Feliz Navidad para todos. Estamos en la octava de la Navidad, esos días que extienden la solemne fiesta y nos da así una mayor oportunidad para la reflexión y para disfrutar y comprender la experiencia de Cristo que, nacido en carne, se hizo hermano nuestro y nos hizo a nosotros hijos de Dios. Todo, pues, nos habla de una familia, la familia de Dios, esa familia que estamos llamados a reproducir en la tierra, con una cabeza que en el mejor de los casos son papá y mamá; con un cuerpo, los hijos, los que unidos a su vez a sus padres por lazos entrañables, y recibiendo de ellos un afecto y una protección constante y permanente, reproducen precisamente el amor entre el Padre y el Hijo, es decir, el Espíritu Santo. El amor trinitario es el amor de la familia humana, o al menos debe serlo, un amor que estimule, que eduque, que proteja, que conduzca a la madurez y que nos prepare para una vida en esta tierra y en Dios. De manera muy poética, la primera lectura nos muestra esa familia en el que lo que brilla son las profundas relaciones, el afecto, eso que se llama “piedad”, repito, relaciones de respeto y ternura que son propias de la familia y que terminan siendo la esencia de nuestra relación con Dios. Cabe también, sí, en este texto una tarea que debe ser cumplida por los padres y que genera toda la gratitud de los hijos, porque educándolos a conciencia y constantemente, los han hecho verdaderos ciudadanos.
En la segunda lectura tenemos una óptima descripción del cimiento de todo, la pareja matrimonial. Allí se los declara elegidos de Dios, santos y amados. De seguido se exponen las características que deben brillar en la pareja: compasión entrañable, bondad, humildad, mansedumbre y paciencia. La pareja debe saber apoyarse mutuamente y dar soporte a la familia entera, para asegurar el edificio. Deben saber amarse profundamente, estableciendo la paz como núcleo de su unión, además de aprender a vivir en oración, usando la plegaria como elemento de cohesión y, sobre todo, aprender a vivir juntos la celebración de la Eucaristía, asumiendo unidos todas las tareas hogareñas de afecto, educación y estímulo, en el nombre del señor Jesús. La familia es un entramado muy delicado, pero el resultado final, si la tarea se asume responsablemente, será maravilloso y será la muestra más grande de que nuestra voluntad de dar gloria a Dios en nuestro mundo es una tarea urente y estimulante.
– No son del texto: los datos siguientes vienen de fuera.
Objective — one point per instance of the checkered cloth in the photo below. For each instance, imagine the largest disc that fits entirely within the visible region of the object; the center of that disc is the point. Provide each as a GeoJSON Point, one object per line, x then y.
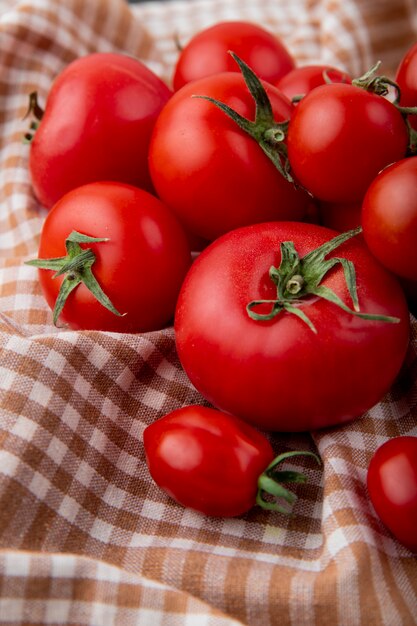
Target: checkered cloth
{"type": "Point", "coordinates": [86, 538]}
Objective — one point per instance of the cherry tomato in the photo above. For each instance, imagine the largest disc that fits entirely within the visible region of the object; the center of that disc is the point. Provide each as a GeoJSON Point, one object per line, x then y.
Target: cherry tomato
{"type": "Point", "coordinates": [340, 137]}
{"type": "Point", "coordinates": [209, 171]}
{"type": "Point", "coordinates": [139, 267]}
{"type": "Point", "coordinates": [389, 217]}
{"type": "Point", "coordinates": [392, 487]}
{"type": "Point", "coordinates": [406, 79]}
{"type": "Point", "coordinates": [280, 371]}
{"type": "Point", "coordinates": [207, 52]}
{"type": "Point", "coordinates": [301, 80]}
{"type": "Point", "coordinates": [216, 463]}
{"type": "Point", "coordinates": [96, 125]}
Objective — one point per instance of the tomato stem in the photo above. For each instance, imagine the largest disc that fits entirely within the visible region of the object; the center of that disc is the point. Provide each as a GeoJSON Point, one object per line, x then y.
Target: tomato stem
{"type": "Point", "coordinates": [296, 278]}
{"type": "Point", "coordinates": [270, 482]}
{"type": "Point", "coordinates": [77, 266]}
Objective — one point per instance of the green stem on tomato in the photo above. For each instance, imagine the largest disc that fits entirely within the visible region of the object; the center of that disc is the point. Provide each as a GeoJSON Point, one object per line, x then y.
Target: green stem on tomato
{"type": "Point", "coordinates": [77, 268]}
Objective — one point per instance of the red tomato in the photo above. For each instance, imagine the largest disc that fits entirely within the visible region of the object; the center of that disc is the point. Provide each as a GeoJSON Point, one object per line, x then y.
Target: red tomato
{"type": "Point", "coordinates": [281, 374]}
{"type": "Point", "coordinates": [140, 267]}
{"type": "Point", "coordinates": [301, 80]}
{"type": "Point", "coordinates": [207, 460]}
{"type": "Point", "coordinates": [210, 172]}
{"type": "Point", "coordinates": [207, 53]}
{"type": "Point", "coordinates": [406, 79]}
{"type": "Point", "coordinates": [389, 218]}
{"type": "Point", "coordinates": [216, 463]}
{"type": "Point", "coordinates": [392, 487]}
{"type": "Point", "coordinates": [339, 216]}
{"type": "Point", "coordinates": [96, 126]}
{"type": "Point", "coordinates": [340, 137]}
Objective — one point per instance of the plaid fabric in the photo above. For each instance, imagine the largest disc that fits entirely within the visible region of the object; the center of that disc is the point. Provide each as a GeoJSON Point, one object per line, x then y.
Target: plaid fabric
{"type": "Point", "coordinates": [85, 535]}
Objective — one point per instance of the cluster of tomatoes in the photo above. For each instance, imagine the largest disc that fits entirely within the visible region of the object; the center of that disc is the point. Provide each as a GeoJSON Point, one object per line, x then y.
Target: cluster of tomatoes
{"type": "Point", "coordinates": [297, 188]}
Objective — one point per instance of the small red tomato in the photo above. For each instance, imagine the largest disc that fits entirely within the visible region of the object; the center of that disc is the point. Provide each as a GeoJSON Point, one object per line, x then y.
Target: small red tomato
{"type": "Point", "coordinates": [112, 257]}
{"type": "Point", "coordinates": [389, 218]}
{"type": "Point", "coordinates": [215, 463]}
{"type": "Point", "coordinates": [301, 80]}
{"type": "Point", "coordinates": [392, 486]}
{"type": "Point", "coordinates": [96, 126]}
{"type": "Point", "coordinates": [207, 52]}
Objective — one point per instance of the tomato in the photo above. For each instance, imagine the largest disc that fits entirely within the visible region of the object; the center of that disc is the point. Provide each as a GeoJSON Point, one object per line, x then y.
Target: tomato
{"type": "Point", "coordinates": [282, 372]}
{"type": "Point", "coordinates": [389, 218]}
{"type": "Point", "coordinates": [216, 463]}
{"type": "Point", "coordinates": [96, 125]}
{"type": "Point", "coordinates": [139, 267]}
{"type": "Point", "coordinates": [301, 80]}
{"type": "Point", "coordinates": [207, 52]}
{"type": "Point", "coordinates": [340, 216]}
{"type": "Point", "coordinates": [209, 171]}
{"type": "Point", "coordinates": [340, 136]}
{"type": "Point", "coordinates": [392, 487]}
{"type": "Point", "coordinates": [406, 79]}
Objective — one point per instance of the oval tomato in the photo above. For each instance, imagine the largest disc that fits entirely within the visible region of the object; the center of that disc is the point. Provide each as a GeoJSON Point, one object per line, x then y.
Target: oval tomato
{"type": "Point", "coordinates": [392, 487]}
{"type": "Point", "coordinates": [301, 80]}
{"type": "Point", "coordinates": [216, 463]}
{"type": "Point", "coordinates": [340, 137]}
{"type": "Point", "coordinates": [96, 125]}
{"type": "Point", "coordinates": [406, 79]}
{"type": "Point", "coordinates": [209, 171]}
{"type": "Point", "coordinates": [389, 218]}
{"type": "Point", "coordinates": [207, 52]}
{"type": "Point", "coordinates": [281, 373]}
{"type": "Point", "coordinates": [139, 267]}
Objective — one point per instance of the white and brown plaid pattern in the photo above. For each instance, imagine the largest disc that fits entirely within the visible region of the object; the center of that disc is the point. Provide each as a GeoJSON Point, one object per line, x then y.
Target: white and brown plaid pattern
{"type": "Point", "coordinates": [86, 538]}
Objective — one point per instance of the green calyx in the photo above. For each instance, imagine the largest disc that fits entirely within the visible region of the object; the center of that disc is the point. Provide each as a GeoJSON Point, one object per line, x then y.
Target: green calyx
{"type": "Point", "coordinates": [297, 278]}
{"type": "Point", "coordinates": [77, 268]}
{"type": "Point", "coordinates": [37, 112]}
{"type": "Point", "coordinates": [271, 481]}
{"type": "Point", "coordinates": [268, 133]}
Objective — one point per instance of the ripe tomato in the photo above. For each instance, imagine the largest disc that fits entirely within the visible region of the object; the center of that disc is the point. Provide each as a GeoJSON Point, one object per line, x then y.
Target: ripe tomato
{"type": "Point", "coordinates": [96, 126]}
{"type": "Point", "coordinates": [340, 137]}
{"type": "Point", "coordinates": [207, 52]}
{"type": "Point", "coordinates": [216, 463]}
{"type": "Point", "coordinates": [209, 171]}
{"type": "Point", "coordinates": [140, 266]}
{"type": "Point", "coordinates": [406, 79]}
{"type": "Point", "coordinates": [301, 80]}
{"type": "Point", "coordinates": [280, 373]}
{"type": "Point", "coordinates": [392, 487]}
{"type": "Point", "coordinates": [389, 217]}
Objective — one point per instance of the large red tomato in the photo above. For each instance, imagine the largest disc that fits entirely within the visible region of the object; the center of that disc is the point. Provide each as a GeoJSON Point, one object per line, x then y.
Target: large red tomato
{"type": "Point", "coordinates": [209, 171]}
{"type": "Point", "coordinates": [281, 371]}
{"type": "Point", "coordinates": [207, 52]}
{"type": "Point", "coordinates": [389, 218]}
{"type": "Point", "coordinates": [340, 136]}
{"type": "Point", "coordinates": [392, 487]}
{"type": "Point", "coordinates": [139, 266]}
{"type": "Point", "coordinates": [96, 125]}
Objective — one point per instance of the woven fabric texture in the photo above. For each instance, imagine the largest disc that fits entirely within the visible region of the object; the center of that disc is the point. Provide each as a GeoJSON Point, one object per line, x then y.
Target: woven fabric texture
{"type": "Point", "coordinates": [86, 537]}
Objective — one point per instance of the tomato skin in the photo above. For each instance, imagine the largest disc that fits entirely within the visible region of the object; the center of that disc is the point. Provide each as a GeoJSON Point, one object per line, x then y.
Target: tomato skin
{"type": "Point", "coordinates": [406, 79]}
{"type": "Point", "coordinates": [389, 218]}
{"type": "Point", "coordinates": [211, 173]}
{"type": "Point", "coordinates": [207, 460]}
{"type": "Point", "coordinates": [340, 137]}
{"type": "Point", "coordinates": [207, 53]}
{"type": "Point", "coordinates": [301, 80]}
{"type": "Point", "coordinates": [392, 487]}
{"type": "Point", "coordinates": [140, 268]}
{"type": "Point", "coordinates": [97, 124]}
{"type": "Point", "coordinates": [278, 374]}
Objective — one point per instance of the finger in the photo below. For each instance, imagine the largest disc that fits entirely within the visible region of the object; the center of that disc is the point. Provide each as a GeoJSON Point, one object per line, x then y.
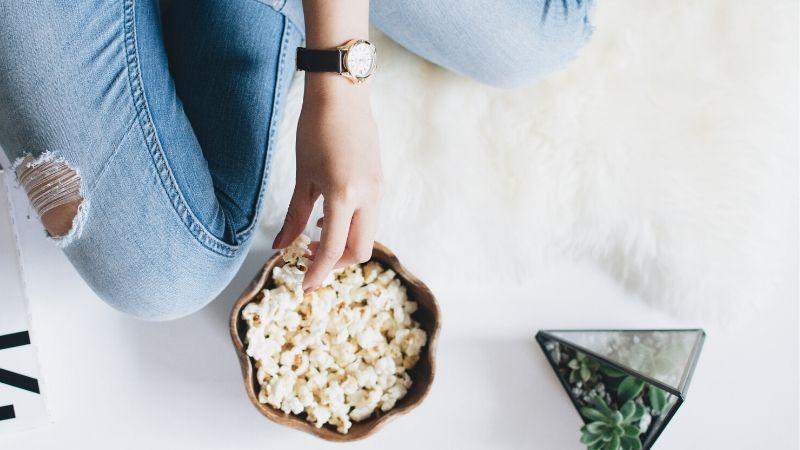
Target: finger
{"type": "Point", "coordinates": [361, 237]}
{"type": "Point", "coordinates": [332, 242]}
{"type": "Point", "coordinates": [313, 247]}
{"type": "Point", "coordinates": [297, 216]}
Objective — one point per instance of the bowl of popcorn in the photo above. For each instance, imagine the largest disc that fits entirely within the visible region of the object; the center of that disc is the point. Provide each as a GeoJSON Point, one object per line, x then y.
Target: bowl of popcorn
{"type": "Point", "coordinates": [341, 361]}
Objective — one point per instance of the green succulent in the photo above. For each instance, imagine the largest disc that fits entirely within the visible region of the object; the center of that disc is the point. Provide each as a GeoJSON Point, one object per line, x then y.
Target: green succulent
{"type": "Point", "coordinates": [583, 367]}
{"type": "Point", "coordinates": [658, 399]}
{"type": "Point", "coordinates": [611, 429]}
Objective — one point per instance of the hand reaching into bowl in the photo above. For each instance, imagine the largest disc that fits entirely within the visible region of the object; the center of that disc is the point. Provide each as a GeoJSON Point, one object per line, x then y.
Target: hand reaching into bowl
{"type": "Point", "coordinates": [338, 155]}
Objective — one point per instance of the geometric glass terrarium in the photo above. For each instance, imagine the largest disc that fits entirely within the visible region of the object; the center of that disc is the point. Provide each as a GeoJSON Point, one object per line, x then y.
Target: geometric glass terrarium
{"type": "Point", "coordinates": [625, 384]}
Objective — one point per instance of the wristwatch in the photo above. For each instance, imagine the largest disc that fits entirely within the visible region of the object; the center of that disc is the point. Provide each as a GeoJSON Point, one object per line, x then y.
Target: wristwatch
{"type": "Point", "coordinates": [356, 60]}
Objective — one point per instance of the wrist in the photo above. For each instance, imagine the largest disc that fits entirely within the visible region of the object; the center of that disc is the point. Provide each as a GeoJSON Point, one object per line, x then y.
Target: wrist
{"type": "Point", "coordinates": [331, 89]}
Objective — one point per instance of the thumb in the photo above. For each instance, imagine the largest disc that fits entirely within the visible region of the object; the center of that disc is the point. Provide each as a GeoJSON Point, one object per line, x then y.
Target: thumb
{"type": "Point", "coordinates": [297, 216]}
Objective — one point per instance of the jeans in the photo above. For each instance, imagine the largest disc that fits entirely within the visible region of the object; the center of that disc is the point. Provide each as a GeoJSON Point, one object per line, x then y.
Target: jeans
{"type": "Point", "coordinates": [165, 123]}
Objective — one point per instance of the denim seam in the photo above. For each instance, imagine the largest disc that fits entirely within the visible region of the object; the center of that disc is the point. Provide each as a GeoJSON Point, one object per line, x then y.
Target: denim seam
{"type": "Point", "coordinates": [198, 230]}
{"type": "Point", "coordinates": [90, 189]}
{"type": "Point", "coordinates": [273, 128]}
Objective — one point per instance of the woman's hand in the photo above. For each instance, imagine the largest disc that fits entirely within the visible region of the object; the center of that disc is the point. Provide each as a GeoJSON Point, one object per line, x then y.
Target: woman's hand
{"type": "Point", "coordinates": [337, 157]}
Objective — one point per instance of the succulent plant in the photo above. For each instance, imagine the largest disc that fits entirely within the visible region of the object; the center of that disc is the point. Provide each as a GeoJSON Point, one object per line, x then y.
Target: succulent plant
{"type": "Point", "coordinates": [611, 429]}
{"type": "Point", "coordinates": [583, 367]}
{"type": "Point", "coordinates": [658, 399]}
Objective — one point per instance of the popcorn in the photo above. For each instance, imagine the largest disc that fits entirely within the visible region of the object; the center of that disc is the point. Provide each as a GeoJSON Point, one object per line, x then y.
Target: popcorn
{"type": "Point", "coordinates": [338, 354]}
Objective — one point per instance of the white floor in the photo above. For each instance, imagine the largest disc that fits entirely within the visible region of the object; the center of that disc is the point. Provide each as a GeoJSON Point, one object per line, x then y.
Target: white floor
{"type": "Point", "coordinates": [113, 382]}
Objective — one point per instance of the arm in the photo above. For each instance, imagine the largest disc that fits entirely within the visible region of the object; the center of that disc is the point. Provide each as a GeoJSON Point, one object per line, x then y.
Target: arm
{"type": "Point", "coordinates": [337, 149]}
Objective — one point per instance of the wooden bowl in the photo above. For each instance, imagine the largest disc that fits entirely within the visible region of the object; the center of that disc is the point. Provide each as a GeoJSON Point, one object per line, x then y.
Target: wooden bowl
{"type": "Point", "coordinates": [422, 374]}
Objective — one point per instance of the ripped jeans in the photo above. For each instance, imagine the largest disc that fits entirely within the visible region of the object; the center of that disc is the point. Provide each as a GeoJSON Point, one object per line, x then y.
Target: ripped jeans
{"type": "Point", "coordinates": [149, 134]}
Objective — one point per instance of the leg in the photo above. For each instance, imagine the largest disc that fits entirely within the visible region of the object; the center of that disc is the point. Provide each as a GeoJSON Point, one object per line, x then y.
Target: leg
{"type": "Point", "coordinates": [151, 238]}
{"type": "Point", "coordinates": [232, 84]}
{"type": "Point", "coordinates": [504, 44]}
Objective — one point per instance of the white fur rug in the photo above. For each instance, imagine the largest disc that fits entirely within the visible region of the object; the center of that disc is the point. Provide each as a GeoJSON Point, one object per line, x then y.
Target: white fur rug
{"type": "Point", "coordinates": [667, 154]}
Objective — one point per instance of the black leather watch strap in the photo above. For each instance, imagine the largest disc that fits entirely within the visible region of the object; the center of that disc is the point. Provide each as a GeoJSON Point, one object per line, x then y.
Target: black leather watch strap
{"type": "Point", "coordinates": [319, 60]}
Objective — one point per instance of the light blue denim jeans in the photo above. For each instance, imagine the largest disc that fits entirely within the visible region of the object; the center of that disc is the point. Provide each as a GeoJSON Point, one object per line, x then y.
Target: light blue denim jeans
{"type": "Point", "coordinates": [169, 122]}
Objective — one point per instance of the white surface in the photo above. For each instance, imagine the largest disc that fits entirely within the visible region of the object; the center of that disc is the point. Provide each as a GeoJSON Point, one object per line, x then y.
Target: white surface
{"type": "Point", "coordinates": [117, 383]}
{"type": "Point", "coordinates": [666, 154]}
{"type": "Point", "coordinates": [29, 407]}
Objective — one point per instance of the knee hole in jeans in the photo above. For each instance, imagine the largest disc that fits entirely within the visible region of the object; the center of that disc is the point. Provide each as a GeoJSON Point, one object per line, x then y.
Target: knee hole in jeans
{"type": "Point", "coordinates": [54, 189]}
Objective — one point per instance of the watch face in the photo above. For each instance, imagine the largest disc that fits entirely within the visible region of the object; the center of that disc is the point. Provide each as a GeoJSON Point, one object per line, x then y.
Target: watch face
{"type": "Point", "coordinates": [360, 59]}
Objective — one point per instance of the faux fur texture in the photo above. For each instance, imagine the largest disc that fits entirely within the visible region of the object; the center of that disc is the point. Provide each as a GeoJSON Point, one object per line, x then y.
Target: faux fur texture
{"type": "Point", "coordinates": [667, 154]}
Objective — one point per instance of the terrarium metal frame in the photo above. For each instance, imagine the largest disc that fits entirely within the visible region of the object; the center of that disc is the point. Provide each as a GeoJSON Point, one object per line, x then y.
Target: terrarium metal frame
{"type": "Point", "coordinates": [680, 395]}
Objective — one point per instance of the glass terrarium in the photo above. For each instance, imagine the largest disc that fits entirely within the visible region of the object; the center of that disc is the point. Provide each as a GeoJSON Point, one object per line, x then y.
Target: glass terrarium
{"type": "Point", "coordinates": [626, 384]}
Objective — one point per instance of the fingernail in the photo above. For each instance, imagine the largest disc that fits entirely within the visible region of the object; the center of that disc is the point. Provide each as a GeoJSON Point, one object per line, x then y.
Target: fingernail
{"type": "Point", "coordinates": [277, 240]}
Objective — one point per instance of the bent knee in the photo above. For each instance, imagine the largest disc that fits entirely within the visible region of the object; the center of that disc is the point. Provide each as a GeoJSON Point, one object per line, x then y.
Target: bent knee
{"type": "Point", "coordinates": [547, 44]}
{"type": "Point", "coordinates": [54, 189]}
{"type": "Point", "coordinates": [155, 286]}
{"type": "Point", "coordinates": [163, 298]}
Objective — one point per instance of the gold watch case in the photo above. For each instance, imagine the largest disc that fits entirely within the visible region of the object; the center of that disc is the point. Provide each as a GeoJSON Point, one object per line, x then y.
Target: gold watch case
{"type": "Point", "coordinates": [347, 73]}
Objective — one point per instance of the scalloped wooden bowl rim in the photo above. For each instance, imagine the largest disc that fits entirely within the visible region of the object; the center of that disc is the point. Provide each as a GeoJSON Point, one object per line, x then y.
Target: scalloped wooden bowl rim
{"type": "Point", "coordinates": [360, 430]}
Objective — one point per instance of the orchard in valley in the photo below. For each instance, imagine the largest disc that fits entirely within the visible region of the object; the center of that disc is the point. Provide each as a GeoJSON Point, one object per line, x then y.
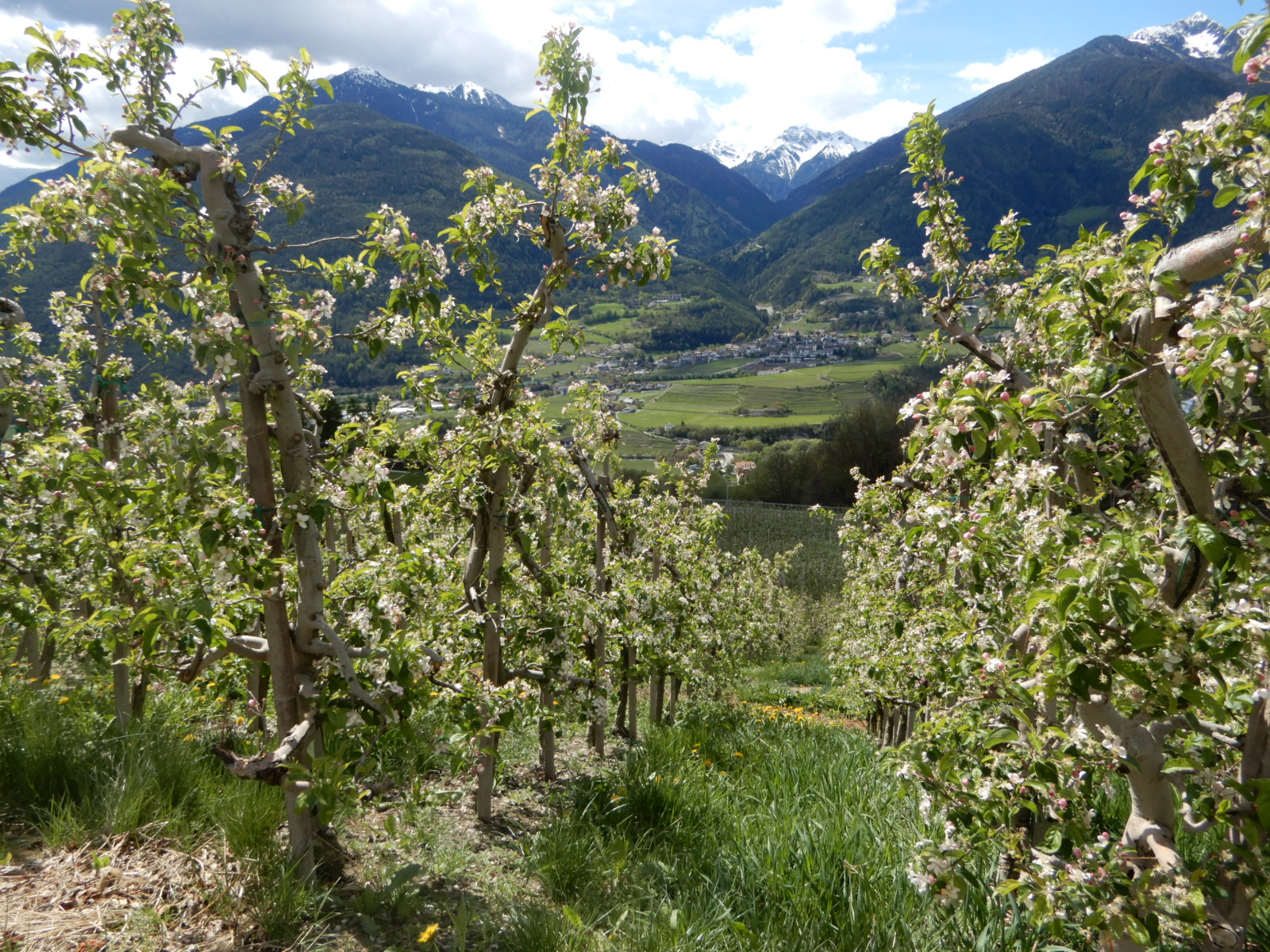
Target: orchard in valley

En el Evangelio tenemos la página maravillosa del Niño Jesús, que decide, sin consultar, quedarse en el Templo, quizá para calibrar la calidad de la fe que allí se vive. Tras buscarlo tres días, sus padres por fin lo encuentran en el Templo, conversando con los doctores de la ley. Los padres son siempre responsables de los hijos y, por supuesto, de su educación, de que desarrollen sus habilidades y, sobre todo, cuidando la construcción del ente social llamado familia, construir nuevos seres humanos capaces y responsables. El respeto, la consideración y la estabilidad deben mantenerse en todo sentido, para que la familia pueda continuar su camino, porque, cuando se dan los desequilibrios, la familia se resquebraja y pierde estabilidad. Jesús es Dios. Eso lo sabemos. No obstante, el Niño debió saber que no podía tomar decisiones sin consultar y, cuando contravino las instrucciones de sus padres, recibe una reprimenda y, evidentemente, aprende a no actuar con superficialidad, a no faltar al respeto a la estructura familiar. Si Dios hecho carne vivió estas experiencias, ¿cuánto más los niños que nacen en nuestros hogares, en un mundo tan difícil. Ellos deben aprender a controlarse, a estructurarse y a respetar a sus mayores. Eso, aunque parece no estar de moda hoy, pero no ha perdido ninguna vigencia.